Created attachment 141783 [details] Patch
(In reply to comment #19) > Yeah, we either need to serialize the order using onload and appendChild or shard the test. We probably should do a little of both. Maybe four per test? I've taken a stab at this, splitting it into 4 tests: two with 5, two with 4. This seems to work locally, let's see if the bots are happy.
Comment on attachment 141783 [details] Patch Clearing flags on attachment: 141783 Committed r117006: <http://trac.webkit.org/changeset/117006>
All reviewed patches have been landed. Closing bug.
(In reply to comment #22) > (From update of attachment 141783 [details]) > Clearing flags on attachment: 141783 > > Committed r117006: <http://trac.webkit.org/changeset/117006> After this, script-src-redirect.html has been really flaky. I wonder if we should roll it out.
> After this, script-src-redirect.html has been really flaky. > I wonder if we should roll it out. http://test-results.appspot.com/dashboards/flakiness_dashboard.html#tests=script-src-redirect.html
Looks like `script-src-redirect.html` is another iframe ordering test. I'll rewrite it to use the same methodology as `source-list-parsing.html`: https://bugs.webkit.org/show_bug.cgi?id=86433
It looks like the the global expectation was not updated for the following test: http/tests/security/contentSecurityPolicy/media-src-blocked.html You only updated the Chromium expectation.
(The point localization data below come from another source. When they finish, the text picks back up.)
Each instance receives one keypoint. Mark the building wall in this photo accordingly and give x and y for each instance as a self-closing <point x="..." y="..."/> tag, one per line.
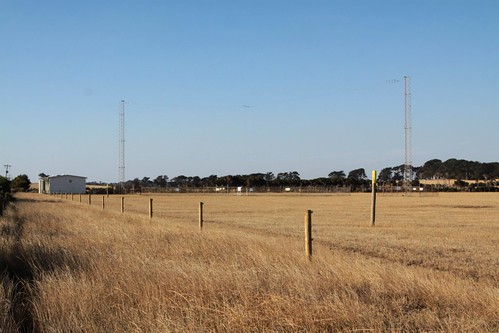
<point x="66" y="184"/>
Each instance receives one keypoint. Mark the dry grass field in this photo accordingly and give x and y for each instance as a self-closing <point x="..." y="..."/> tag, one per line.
<point x="431" y="264"/>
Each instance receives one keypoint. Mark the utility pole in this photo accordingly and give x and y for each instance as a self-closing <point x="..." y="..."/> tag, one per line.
<point x="408" y="134"/>
<point x="7" y="167"/>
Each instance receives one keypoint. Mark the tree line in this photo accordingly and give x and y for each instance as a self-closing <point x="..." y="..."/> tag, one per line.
<point x="356" y="179"/>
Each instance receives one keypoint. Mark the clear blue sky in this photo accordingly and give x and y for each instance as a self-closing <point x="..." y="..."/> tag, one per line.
<point x="236" y="87"/>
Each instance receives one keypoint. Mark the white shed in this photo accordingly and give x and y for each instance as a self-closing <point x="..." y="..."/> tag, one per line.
<point x="62" y="184"/>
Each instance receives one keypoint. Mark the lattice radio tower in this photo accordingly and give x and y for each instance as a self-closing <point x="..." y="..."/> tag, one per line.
<point x="408" y="134"/>
<point x="122" y="147"/>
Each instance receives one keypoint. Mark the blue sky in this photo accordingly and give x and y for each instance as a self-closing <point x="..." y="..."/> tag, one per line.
<point x="236" y="87"/>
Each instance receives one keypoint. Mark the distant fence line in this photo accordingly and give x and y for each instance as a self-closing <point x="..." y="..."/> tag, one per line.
<point x="246" y="190"/>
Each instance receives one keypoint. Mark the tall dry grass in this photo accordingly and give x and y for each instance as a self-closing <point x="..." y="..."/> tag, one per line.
<point x="431" y="264"/>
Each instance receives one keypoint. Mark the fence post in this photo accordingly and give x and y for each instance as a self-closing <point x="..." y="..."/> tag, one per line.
<point x="308" y="234"/>
<point x="201" y="215"/>
<point x="150" y="208"/>
<point x="373" y="198"/>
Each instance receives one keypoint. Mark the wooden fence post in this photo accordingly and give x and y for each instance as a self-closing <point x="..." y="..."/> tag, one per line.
<point x="308" y="234"/>
<point x="373" y="198"/>
<point x="201" y="215"/>
<point x="150" y="208"/>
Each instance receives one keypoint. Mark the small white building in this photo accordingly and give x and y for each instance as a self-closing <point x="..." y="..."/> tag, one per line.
<point x="62" y="184"/>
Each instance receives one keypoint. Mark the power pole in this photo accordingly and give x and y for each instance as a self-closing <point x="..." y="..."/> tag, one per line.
<point x="408" y="134"/>
<point x="7" y="166"/>
<point x="122" y="147"/>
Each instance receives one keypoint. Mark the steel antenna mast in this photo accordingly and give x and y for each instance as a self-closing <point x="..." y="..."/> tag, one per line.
<point x="408" y="134"/>
<point x="7" y="166"/>
<point x="122" y="147"/>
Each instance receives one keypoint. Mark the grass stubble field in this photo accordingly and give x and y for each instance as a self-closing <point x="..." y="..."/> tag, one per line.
<point x="431" y="264"/>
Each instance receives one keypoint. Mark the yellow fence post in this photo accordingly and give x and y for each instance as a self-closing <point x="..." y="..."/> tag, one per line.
<point x="373" y="199"/>
<point x="308" y="234"/>
<point x="201" y="215"/>
<point x="150" y="208"/>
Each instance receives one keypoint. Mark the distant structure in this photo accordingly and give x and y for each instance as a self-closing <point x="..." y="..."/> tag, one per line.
<point x="408" y="134"/>
<point x="62" y="184"/>
<point x="122" y="147"/>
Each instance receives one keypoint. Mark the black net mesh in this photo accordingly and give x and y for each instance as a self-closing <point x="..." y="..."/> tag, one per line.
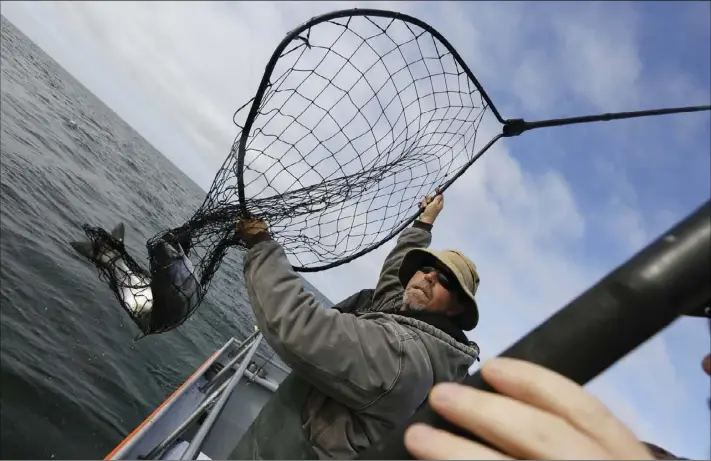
<point x="358" y="117"/>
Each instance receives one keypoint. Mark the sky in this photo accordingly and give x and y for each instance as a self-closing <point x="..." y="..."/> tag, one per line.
<point x="544" y="215"/>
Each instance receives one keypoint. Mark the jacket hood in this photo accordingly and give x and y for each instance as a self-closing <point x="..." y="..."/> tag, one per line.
<point x="450" y="358"/>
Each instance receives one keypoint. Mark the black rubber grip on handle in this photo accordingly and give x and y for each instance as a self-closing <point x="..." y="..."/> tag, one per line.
<point x="668" y="278"/>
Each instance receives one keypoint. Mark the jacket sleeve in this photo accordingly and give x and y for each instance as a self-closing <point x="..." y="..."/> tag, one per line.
<point x="417" y="236"/>
<point x="350" y="359"/>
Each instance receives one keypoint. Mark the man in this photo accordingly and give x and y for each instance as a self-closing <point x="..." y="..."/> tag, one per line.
<point x="357" y="376"/>
<point x="539" y="414"/>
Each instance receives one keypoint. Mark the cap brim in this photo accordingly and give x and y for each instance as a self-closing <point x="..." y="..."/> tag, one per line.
<point x="419" y="257"/>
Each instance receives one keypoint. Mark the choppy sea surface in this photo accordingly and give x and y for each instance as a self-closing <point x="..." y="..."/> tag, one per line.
<point x="74" y="382"/>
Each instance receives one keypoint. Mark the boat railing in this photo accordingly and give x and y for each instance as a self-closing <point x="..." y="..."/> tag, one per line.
<point x="214" y="403"/>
Similarly, the expectation for the following test needs to be updated: http/tests/security/contentSecurityPolicy/shared-worker-connect-src-blocked.html
Created attachment 141858 [details] Additional patch to update expectations Update the expectations for: http/tests/security/contentSecurityPolicy/media-src-blocked.html http/tests/security/contentSecurityPolicy/shared-worker-connect-src-blocked.html
Reopening the bug until all expectations are updated.
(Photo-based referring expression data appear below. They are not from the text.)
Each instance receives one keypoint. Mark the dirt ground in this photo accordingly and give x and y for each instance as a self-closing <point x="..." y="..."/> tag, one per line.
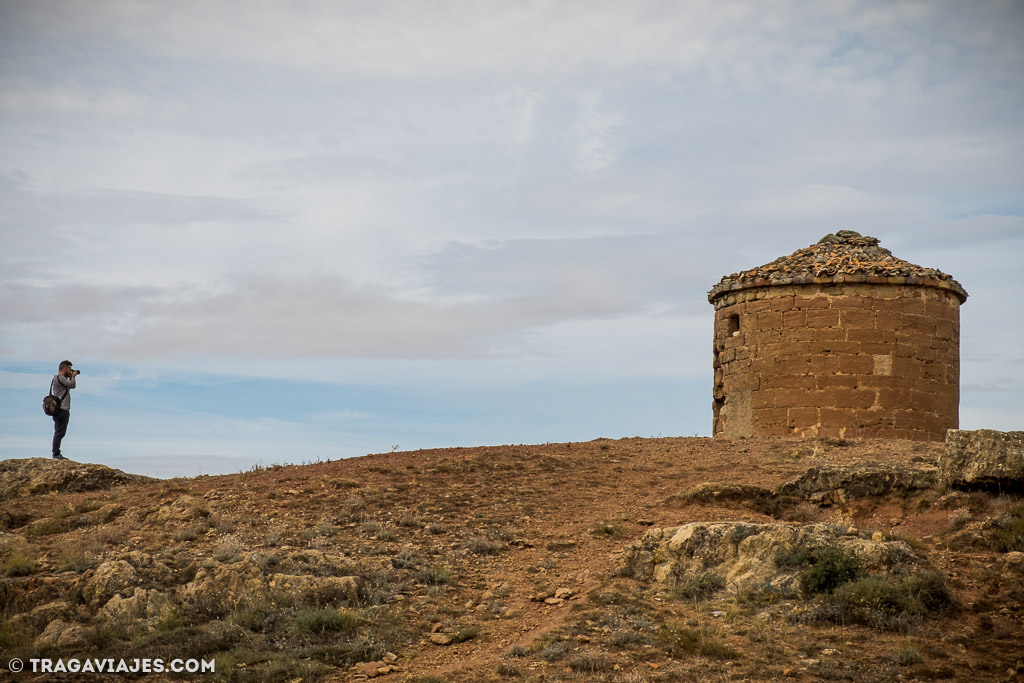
<point x="511" y="527"/>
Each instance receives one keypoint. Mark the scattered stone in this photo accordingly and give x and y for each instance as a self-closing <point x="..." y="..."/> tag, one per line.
<point x="62" y="634"/>
<point x="983" y="459"/>
<point x="321" y="590"/>
<point x="32" y="476"/>
<point x="743" y="554"/>
<point x="371" y="669"/>
<point x="832" y="484"/>
<point x="716" y="492"/>
<point x="42" y="615"/>
<point x="108" y="580"/>
<point x="139" y="604"/>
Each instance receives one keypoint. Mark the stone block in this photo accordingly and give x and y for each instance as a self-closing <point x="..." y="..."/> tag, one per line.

Comment on attachment 141858 [details] Additional patch to update expectations Rejecting attachment 141858 [details] from commit-queue. Failed to run "['/mnt/git/webkit-commit-queue/Tools/Scripts/webkit-patch', '--status-host=queues.webkit.org', '-..." exit_code: 2 Last 500 characters of output: ecurityPolicy/media-src-blocked-expected.txt patching file LayoutTests/http/tests/security/contentSecurityPolicy/shared-worker-connect-src-blocked-expected.txt Hunk #1 FAILED at 1. 1 out of 1 hunk FAILED -- saving rejects to file LayoutTests/http/tests/security/contentSecurityPolicy/shared-worker-connect-src-blocked-expected.txt.rej Failed to run "[u'/mnt/git/webkit-commit-queue/Tools/Scripts/svn-apply', u'--force', u'--reviewer', u'Adam Barth']" exit_code: 1 cwd: /mnt/git/webkit-commit-queue/ Full output: http://queues.webkit.org/results/12684697
Created attachment 141863 [details] Patch Could someone please cq+?